An Incredible Winter

Last update: 23.01.11 First posted: 23.01.11 by in

This article appeared in the Todmorden News on Thursday 13 January 2011, original draft by John Stewart

We haven’t seen penguins or polar bears in Tod, well not yet, but it was cold enough wasn’t it? This means that the normal outside garden jobs for late December and January have probably been delayed.

When there’s time, we should be clearing up fallen leaves; cutting down autumn fruiting raspberries and pruning apples, pears and plums
enthusiastic pruners!
(other stone fruit should wait for late spring); planting bare rooted fruit bushes and trees; digging beds, if necessary. Don’t be tempted to prune or plant anything in frost.

But what can we do while the bad weather bites? Indulge in some catalogue therapy, of course, safe and warm indoors. Most suppliers have online versions – time to work out what vegetables we’re going to grow. Order early: maybe global warming will kick back in before springtime.

A heated greenhouse would be ideal,

but just a cold frame or miniature polytunnel will do wonders: check our website for how to make your own cheap polytunnel from recycled materials and scraps.

Whether selecting seeds or ordering small plants for delivery in spring, think about cropping throughout the year. If you plan carefully you could be eating lettuce, brassicas and root crops for most of the year.

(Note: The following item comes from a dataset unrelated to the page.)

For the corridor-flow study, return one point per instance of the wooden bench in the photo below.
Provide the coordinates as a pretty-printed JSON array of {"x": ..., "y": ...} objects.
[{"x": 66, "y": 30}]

The first thing is to select seeds or plants which are said to be ‘early’, ‘main crop’ or ‘late’ – or ‘over-wintering’.

Varieties of potato, carrot, lettuce, cabbage, onion and leek cover most of these bases. For example, the carrot varieties Early French Frame and Autumn King 2 tell you what to expect. Senshyu Semi-Globe Yellow is an over-wintering onion. In peas it’s Feltham First then Kelvedon Wonder, followed by Hurst Greenshaft. To help, you can stagger the planting of your favourite vegetables to have ‘successional’ cropping, especially useful with lettuce and other salads. But with limited space, the key to all this is planning now to use what land you have.

And yes, prepare the ground outside if the weather gets really mild: but don’t feel guilty if the planning takes a bit longer than expected. Mm, I’ll have a little something medicinal with that too, thanks. Have an Incredible Winter.